Başka bir öpücükle onun itirazını durdurdu. Maxi onu itmek için ellerini onun omuzlarına koydu ama sonunda aklı başına geldiğinde, kendisini çılgınca onu kendine çekerken buldu.
Yumuşak dili ağzına girip çıktığında başı dönüyordu. Adam onu okşarken midesinden canlandırıcı bir sıcaklık yükseldi.
Hava almak için mücadele eden Maxi göğsünü pençeledi. Korsesini aşağı çekip solgun omzunu kemirmeye başladığında, ensesinden omurgasına doğru keskin bir his yayıldı.
Maxi'nin tüm vücudu ürperdi. Riftan gergin göğsünü nazikçe avuçladı ve bir süre okşadıktan sonra parmağıyla hassas bölgeye hafifçe vurdu. Maxi'nin tüm direnci yazın ortasında tereyağı gibi eriyip gitti.
Ona olan hakimiyeti korkutucuydu. Maxi kendini kurtarmak için eğildi ama Riftan fazla çaba harcamadan onu tuttu. Korsesini daha da aşağı çekti ve göğsünün ucunu yavaşça emdi.
Sanki tüm vücudu emilecekmiş gibi hissetti. Maxi kaygan saçlarını tuttu. Öfkeden yandığı göz önüne alındığında, bu yoğun zevk neredeyse inanılmazdı.
Bir süre nafile mücadeleden sonra, sonunda ellerini tuniğinin içine soktu. Şekilli göğsünü okşarken dilini ağzının içine itti ve gözleri tutuşuyormuş gibi görünüyordu. Onu yatağa yatırdı ve altında ezdi.
…
Daha farkına bile varmadan tamamen soyunmuştu. Riftan çıplak vücuduna öpücükler kondurdu. Karga tüyü kadar koyu saçları yanan tenini gıdıklıyordu.
Yoğun arzu dayanılamayacak kadar fazlaydı. Maxi bacaklarını onun beline dolayarak onu teşvik etti. Riftan alçak sesle küfretti ve hemen ona doğru hamle yaptı. Bir yılan gibi onun altında kıvranıyordu. vücut sıvılarının ve terin keskin aroması ılık havaya karışıyordu.
Acımasızca dudaklarını yerken onu daha da derinlere itti.

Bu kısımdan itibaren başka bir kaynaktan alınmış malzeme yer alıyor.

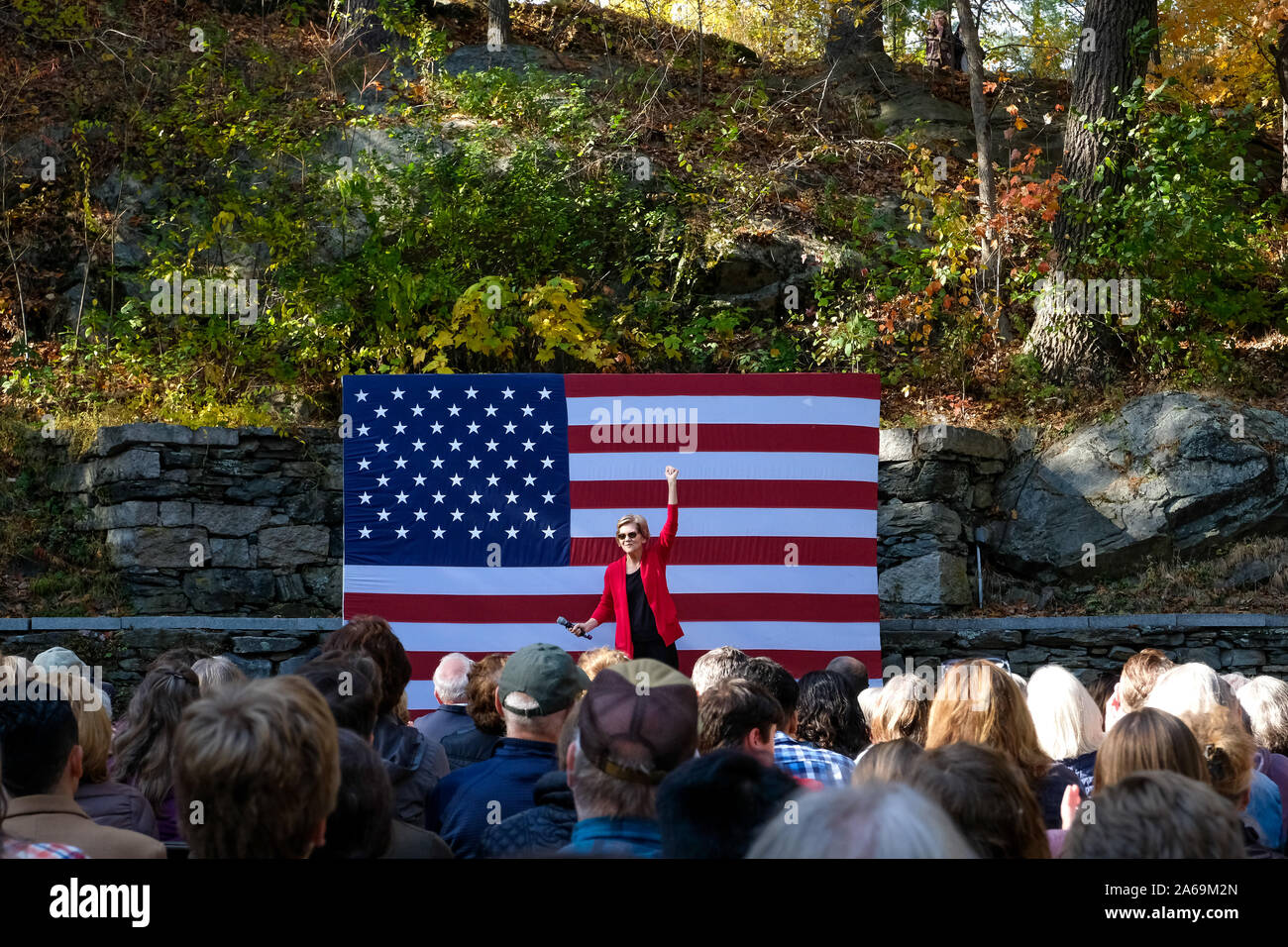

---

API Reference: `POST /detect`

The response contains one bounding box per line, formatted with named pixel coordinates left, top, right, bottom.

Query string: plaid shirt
left=774, top=730, right=854, bottom=786
left=4, top=836, right=86, bottom=858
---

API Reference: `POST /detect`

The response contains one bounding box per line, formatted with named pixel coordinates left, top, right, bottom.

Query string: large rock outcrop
left=991, top=393, right=1288, bottom=578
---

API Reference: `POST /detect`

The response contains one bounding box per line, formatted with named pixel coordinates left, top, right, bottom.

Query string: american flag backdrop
left=344, top=373, right=881, bottom=714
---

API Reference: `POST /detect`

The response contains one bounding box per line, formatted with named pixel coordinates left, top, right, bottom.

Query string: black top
left=626, top=570, right=662, bottom=651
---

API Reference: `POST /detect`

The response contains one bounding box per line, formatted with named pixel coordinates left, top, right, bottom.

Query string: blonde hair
left=926, top=660, right=1051, bottom=780
left=192, top=655, right=246, bottom=697
left=1027, top=665, right=1105, bottom=760
left=1145, top=661, right=1239, bottom=716
left=863, top=674, right=930, bottom=746
left=1235, top=674, right=1288, bottom=755
left=613, top=513, right=649, bottom=539
left=577, top=644, right=631, bottom=681
left=68, top=681, right=112, bottom=784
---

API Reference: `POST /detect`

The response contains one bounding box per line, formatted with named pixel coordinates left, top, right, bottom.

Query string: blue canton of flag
left=344, top=374, right=571, bottom=566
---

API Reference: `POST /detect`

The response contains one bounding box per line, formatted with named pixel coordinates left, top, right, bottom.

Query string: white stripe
left=571, top=506, right=877, bottom=543
left=567, top=394, right=881, bottom=428
left=568, top=451, right=877, bottom=481
left=344, top=565, right=877, bottom=592
left=391, top=623, right=881, bottom=653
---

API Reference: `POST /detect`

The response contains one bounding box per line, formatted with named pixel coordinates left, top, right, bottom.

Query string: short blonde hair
left=1027, top=665, right=1105, bottom=760
left=192, top=655, right=246, bottom=697
left=69, top=679, right=112, bottom=783
left=863, top=674, right=930, bottom=746
left=577, top=644, right=631, bottom=681
left=613, top=513, right=649, bottom=539
left=1235, top=674, right=1288, bottom=755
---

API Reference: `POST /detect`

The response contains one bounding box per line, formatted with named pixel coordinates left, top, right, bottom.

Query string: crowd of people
left=0, top=616, right=1288, bottom=858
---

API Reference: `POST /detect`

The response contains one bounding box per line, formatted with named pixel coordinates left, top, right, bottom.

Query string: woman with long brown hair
left=112, top=661, right=201, bottom=841
left=926, top=660, right=1078, bottom=828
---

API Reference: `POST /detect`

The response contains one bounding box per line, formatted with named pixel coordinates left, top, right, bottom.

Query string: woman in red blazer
left=572, top=467, right=684, bottom=669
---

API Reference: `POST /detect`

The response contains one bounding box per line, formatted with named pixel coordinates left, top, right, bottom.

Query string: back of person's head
left=1087, top=672, right=1118, bottom=728
left=192, top=655, right=246, bottom=697
left=796, top=672, right=868, bottom=756
left=657, top=750, right=800, bottom=858
left=859, top=674, right=930, bottom=746
left=568, top=659, right=698, bottom=819
left=297, top=651, right=380, bottom=740
left=496, top=642, right=590, bottom=743
left=174, top=676, right=340, bottom=858
left=322, top=614, right=411, bottom=716
left=1235, top=674, right=1288, bottom=756
left=926, top=660, right=1051, bottom=780
left=739, top=655, right=800, bottom=720
left=859, top=686, right=881, bottom=736
left=1118, top=648, right=1175, bottom=714
left=67, top=685, right=112, bottom=784
left=824, top=655, right=868, bottom=694
left=465, top=655, right=509, bottom=737
left=434, top=651, right=474, bottom=703
left=691, top=644, right=747, bottom=697
left=112, top=661, right=201, bottom=805
left=698, top=678, right=785, bottom=754
left=910, top=743, right=1051, bottom=858
left=310, top=728, right=394, bottom=858
left=1027, top=665, right=1105, bottom=760
left=1181, top=707, right=1257, bottom=810
left=1145, top=661, right=1239, bottom=716
left=1096, top=707, right=1207, bottom=792
left=747, top=783, right=976, bottom=858
left=0, top=689, right=77, bottom=796
left=1061, top=773, right=1244, bottom=858
left=577, top=644, right=631, bottom=681
left=850, top=738, right=924, bottom=786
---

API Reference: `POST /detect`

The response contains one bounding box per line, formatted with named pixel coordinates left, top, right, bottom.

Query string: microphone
left=555, top=614, right=595, bottom=642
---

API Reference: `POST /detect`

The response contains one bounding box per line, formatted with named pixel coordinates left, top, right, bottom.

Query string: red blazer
left=590, top=506, right=684, bottom=657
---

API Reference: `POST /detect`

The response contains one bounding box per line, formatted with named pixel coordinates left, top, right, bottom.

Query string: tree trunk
left=827, top=0, right=885, bottom=61
left=1024, top=0, right=1158, bottom=382
left=1270, top=20, right=1288, bottom=194
left=486, top=0, right=510, bottom=53
left=957, top=0, right=1001, bottom=294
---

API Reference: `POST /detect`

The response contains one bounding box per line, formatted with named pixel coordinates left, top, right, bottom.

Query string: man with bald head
left=827, top=655, right=868, bottom=693
left=416, top=651, right=474, bottom=742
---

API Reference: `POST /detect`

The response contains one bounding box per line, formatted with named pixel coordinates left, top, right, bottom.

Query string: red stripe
left=564, top=372, right=881, bottom=398
left=568, top=423, right=881, bottom=454
left=407, top=652, right=881, bottom=717
left=344, top=592, right=880, bottom=623
left=568, top=480, right=877, bottom=510
left=571, top=536, right=877, bottom=566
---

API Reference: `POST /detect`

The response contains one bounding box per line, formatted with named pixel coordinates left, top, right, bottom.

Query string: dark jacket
left=76, top=781, right=160, bottom=839
left=443, top=720, right=505, bottom=772
left=426, top=737, right=555, bottom=858
left=1060, top=750, right=1096, bottom=798
left=373, top=714, right=450, bottom=828
left=1034, top=763, right=1081, bottom=828
left=480, top=770, right=577, bottom=858
left=380, top=818, right=452, bottom=858
left=416, top=703, right=474, bottom=742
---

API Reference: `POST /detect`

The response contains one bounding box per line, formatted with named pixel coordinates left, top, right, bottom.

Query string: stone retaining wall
left=51, top=424, right=344, bottom=617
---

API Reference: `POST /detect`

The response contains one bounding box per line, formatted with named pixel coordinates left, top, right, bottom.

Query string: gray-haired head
left=747, top=783, right=976, bottom=858
left=434, top=651, right=474, bottom=703
left=690, top=644, right=747, bottom=694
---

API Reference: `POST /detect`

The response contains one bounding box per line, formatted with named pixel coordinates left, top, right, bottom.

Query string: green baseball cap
left=497, top=644, right=590, bottom=716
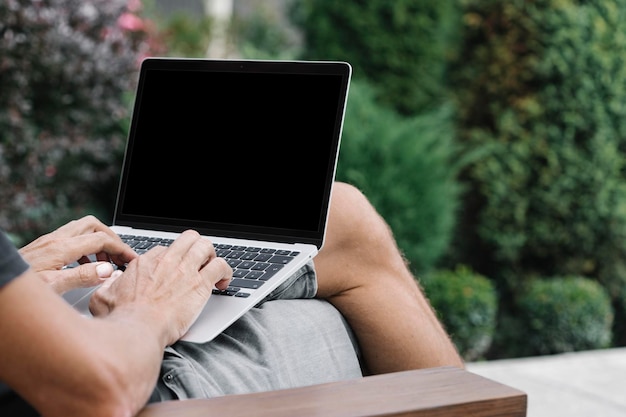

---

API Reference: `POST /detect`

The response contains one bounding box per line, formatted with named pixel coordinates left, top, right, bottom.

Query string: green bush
left=518, top=276, right=613, bottom=355
left=337, top=79, right=460, bottom=273
left=0, top=0, right=156, bottom=243
left=452, top=0, right=626, bottom=334
left=422, top=267, right=498, bottom=360
left=292, top=0, right=459, bottom=115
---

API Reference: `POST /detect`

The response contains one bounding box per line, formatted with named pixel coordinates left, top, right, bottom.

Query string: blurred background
left=0, top=0, right=626, bottom=361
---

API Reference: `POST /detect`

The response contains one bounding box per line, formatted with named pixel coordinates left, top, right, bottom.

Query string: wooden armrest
left=138, top=367, right=527, bottom=417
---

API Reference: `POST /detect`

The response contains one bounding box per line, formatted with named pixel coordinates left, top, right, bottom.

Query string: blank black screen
left=118, top=61, right=345, bottom=244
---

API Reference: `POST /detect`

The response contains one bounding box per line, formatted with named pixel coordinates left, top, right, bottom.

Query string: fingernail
left=96, top=262, right=113, bottom=278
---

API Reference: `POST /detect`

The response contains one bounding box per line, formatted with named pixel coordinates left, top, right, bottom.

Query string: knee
left=329, top=182, right=395, bottom=254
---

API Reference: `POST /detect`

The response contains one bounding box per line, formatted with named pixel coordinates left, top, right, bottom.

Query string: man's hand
left=89, top=230, right=232, bottom=345
left=20, top=216, right=137, bottom=294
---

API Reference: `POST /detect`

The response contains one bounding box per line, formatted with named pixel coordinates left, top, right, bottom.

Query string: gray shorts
left=150, top=263, right=362, bottom=402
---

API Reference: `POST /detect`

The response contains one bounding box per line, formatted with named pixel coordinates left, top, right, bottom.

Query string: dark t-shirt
left=0, top=230, right=28, bottom=287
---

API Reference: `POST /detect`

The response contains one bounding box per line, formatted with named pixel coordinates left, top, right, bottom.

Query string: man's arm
left=0, top=228, right=231, bottom=416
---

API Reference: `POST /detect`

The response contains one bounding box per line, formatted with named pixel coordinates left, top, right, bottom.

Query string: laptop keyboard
left=120, top=235, right=300, bottom=297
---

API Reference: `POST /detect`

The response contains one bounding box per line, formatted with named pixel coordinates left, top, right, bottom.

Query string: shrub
left=422, top=266, right=498, bottom=360
left=446, top=0, right=626, bottom=334
left=518, top=276, right=613, bottom=355
left=291, top=0, right=459, bottom=115
left=337, top=79, right=460, bottom=272
left=0, top=0, right=157, bottom=243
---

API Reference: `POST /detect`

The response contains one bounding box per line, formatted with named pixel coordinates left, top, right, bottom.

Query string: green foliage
left=291, top=0, right=459, bottom=114
left=231, top=3, right=301, bottom=59
left=337, top=80, right=460, bottom=272
left=518, top=276, right=613, bottom=355
left=453, top=0, right=626, bottom=318
left=422, top=266, right=498, bottom=361
left=0, top=0, right=152, bottom=243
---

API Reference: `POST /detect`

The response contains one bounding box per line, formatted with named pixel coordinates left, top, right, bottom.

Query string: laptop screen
left=114, top=59, right=350, bottom=246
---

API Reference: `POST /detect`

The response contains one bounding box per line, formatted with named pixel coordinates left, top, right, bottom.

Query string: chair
left=138, top=367, right=527, bottom=417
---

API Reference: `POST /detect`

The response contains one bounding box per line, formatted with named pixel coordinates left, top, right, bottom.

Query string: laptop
left=65, top=58, right=352, bottom=343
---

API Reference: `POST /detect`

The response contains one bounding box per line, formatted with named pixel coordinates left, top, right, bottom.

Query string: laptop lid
left=113, top=58, right=351, bottom=248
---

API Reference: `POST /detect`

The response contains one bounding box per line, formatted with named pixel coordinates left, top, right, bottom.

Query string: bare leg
left=315, top=183, right=464, bottom=374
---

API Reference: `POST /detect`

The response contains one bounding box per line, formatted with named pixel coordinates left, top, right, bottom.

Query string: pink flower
left=126, top=0, right=141, bottom=12
left=117, top=13, right=144, bottom=32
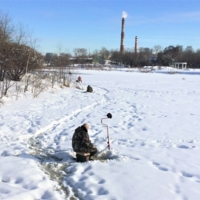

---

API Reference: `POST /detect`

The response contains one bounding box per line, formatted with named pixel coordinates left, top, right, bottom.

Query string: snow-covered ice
left=0, top=70, right=200, bottom=200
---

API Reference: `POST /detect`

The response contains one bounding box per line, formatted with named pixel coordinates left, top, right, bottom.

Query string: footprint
left=177, top=145, right=189, bottom=149
left=153, top=162, right=160, bottom=166
left=182, top=172, right=193, bottom=178
left=1, top=176, right=10, bottom=183
left=0, top=188, right=10, bottom=194
left=14, top=177, right=23, bottom=184
left=98, top=187, right=108, bottom=195
left=158, top=167, right=168, bottom=172
left=98, top=179, right=106, bottom=184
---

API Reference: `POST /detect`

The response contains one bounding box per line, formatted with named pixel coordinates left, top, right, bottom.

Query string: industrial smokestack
left=135, top=36, right=138, bottom=53
left=120, top=18, right=125, bottom=53
left=120, top=11, right=128, bottom=53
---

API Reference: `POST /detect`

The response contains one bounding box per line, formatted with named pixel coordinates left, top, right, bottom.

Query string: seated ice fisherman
left=72, top=124, right=97, bottom=158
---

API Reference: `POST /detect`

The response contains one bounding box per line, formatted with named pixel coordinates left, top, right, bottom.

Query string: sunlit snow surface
left=0, top=70, right=200, bottom=200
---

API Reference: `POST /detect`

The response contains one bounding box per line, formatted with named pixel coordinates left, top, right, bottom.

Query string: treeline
left=44, top=45, right=200, bottom=68
left=0, top=12, right=72, bottom=101
left=0, top=12, right=43, bottom=81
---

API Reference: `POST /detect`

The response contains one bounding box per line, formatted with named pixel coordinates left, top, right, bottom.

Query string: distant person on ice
left=76, top=76, right=82, bottom=83
left=72, top=124, right=97, bottom=158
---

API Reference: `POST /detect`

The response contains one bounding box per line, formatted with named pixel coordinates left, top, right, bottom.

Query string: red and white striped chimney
left=135, top=36, right=138, bottom=53
left=120, top=17, right=125, bottom=53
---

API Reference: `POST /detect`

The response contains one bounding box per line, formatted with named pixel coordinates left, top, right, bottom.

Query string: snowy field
left=0, top=70, right=200, bottom=200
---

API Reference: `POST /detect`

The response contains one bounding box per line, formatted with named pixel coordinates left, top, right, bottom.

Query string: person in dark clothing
left=72, top=124, right=97, bottom=157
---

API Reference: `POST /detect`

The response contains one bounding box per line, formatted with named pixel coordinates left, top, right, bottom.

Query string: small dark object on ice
left=76, top=152, right=90, bottom=162
left=87, top=85, right=93, bottom=92
left=107, top=113, right=112, bottom=119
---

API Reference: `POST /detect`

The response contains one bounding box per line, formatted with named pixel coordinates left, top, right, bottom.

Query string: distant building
left=173, top=62, right=187, bottom=69
left=69, top=57, right=93, bottom=64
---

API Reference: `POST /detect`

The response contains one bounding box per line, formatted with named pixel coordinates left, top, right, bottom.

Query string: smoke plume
left=122, top=11, right=128, bottom=18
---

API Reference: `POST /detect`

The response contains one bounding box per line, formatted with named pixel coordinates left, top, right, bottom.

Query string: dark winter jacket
left=72, top=126, right=93, bottom=153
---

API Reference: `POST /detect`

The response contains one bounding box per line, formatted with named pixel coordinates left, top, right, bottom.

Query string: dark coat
left=72, top=126, right=93, bottom=153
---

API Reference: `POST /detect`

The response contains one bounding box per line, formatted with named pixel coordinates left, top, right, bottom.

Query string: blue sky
left=0, top=0, right=200, bottom=54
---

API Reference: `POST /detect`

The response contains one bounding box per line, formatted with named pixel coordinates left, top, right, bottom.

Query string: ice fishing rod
left=101, top=113, right=112, bottom=150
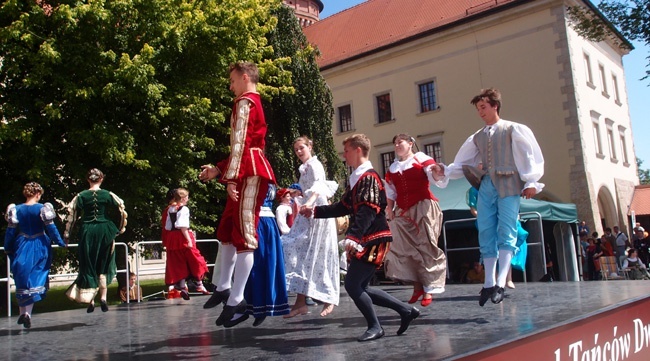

Kendisi gibi o da onun nefeslerini içine çekti.
Dudakları titreyerek bir inleme çıkardı. İçinden geçen hafif ürperti de dahil olmak üzere her hareketi Maxi'ninki gibi geliyordu. Ulaşamayacağı bir yere gömdüğü tek şey kalbiydi. Titredi ve tırnaklarını adamın önkollarına geçirdi.
Çarşaflar altlarında buruşmuş bir yığın halindeydi. Maxi'nin darmadağınık saçları terden kayganlaşmış yüzüne yapışmıştı. Onu sınırlarına kadar zorlamasına rağmen hâlâ tatmin olmayan Rıftan, ciddi bir şekilde hareket etmeye başladı. Yukarı aşağı zıplarken Maxi'nin tüm vücudu, sıkı bir şekilde gerilmiş bir kiriş gibi gerginleşti.
Onun içinde serbest kalmasına ulaşması çok uzun sürmedi. Kavurucu sıcaklık dindiğinde, tuhaf bir boşluk hissi kalbini sardı. Maxi yatakta gevşedi, bedeni soğumaya başladı.
Sessizliğe dayanamayan Rıftan onu kollarına aldı.
“Bütün bunlar için kendini suçlama. Seni inciten o piç kurusuydu, suçlu olan oydu. Kurban sensin. Onu ezdiğim için pişman değilim ve gerçeği bilseydim bunu daha erken yapardım. Eğer daha şanslı olsaydım onu öldürebilirdim.”
Nemli uzuvlarını okşadı ve burnunu ensesine sürttü.
“O yüzden kendini suçlama.”
Maxi ona bakmak için başını eğdi, gözleri buğuluydu. Onu inatla her türlü sorumluluktan kurtardığını dinlemek kalbinin acımasına neden oldu. Her zaman onu sorun yaratabilecek her şeyden korumaya çalıştı.
…
Bu, ne kadar küçük olursa olsun, yüklerini onunla paylaşma arzusu olmayan bir adamdı. Daha doğrusu, ona sürekli olarak ağır yükleri yükleyen oydu.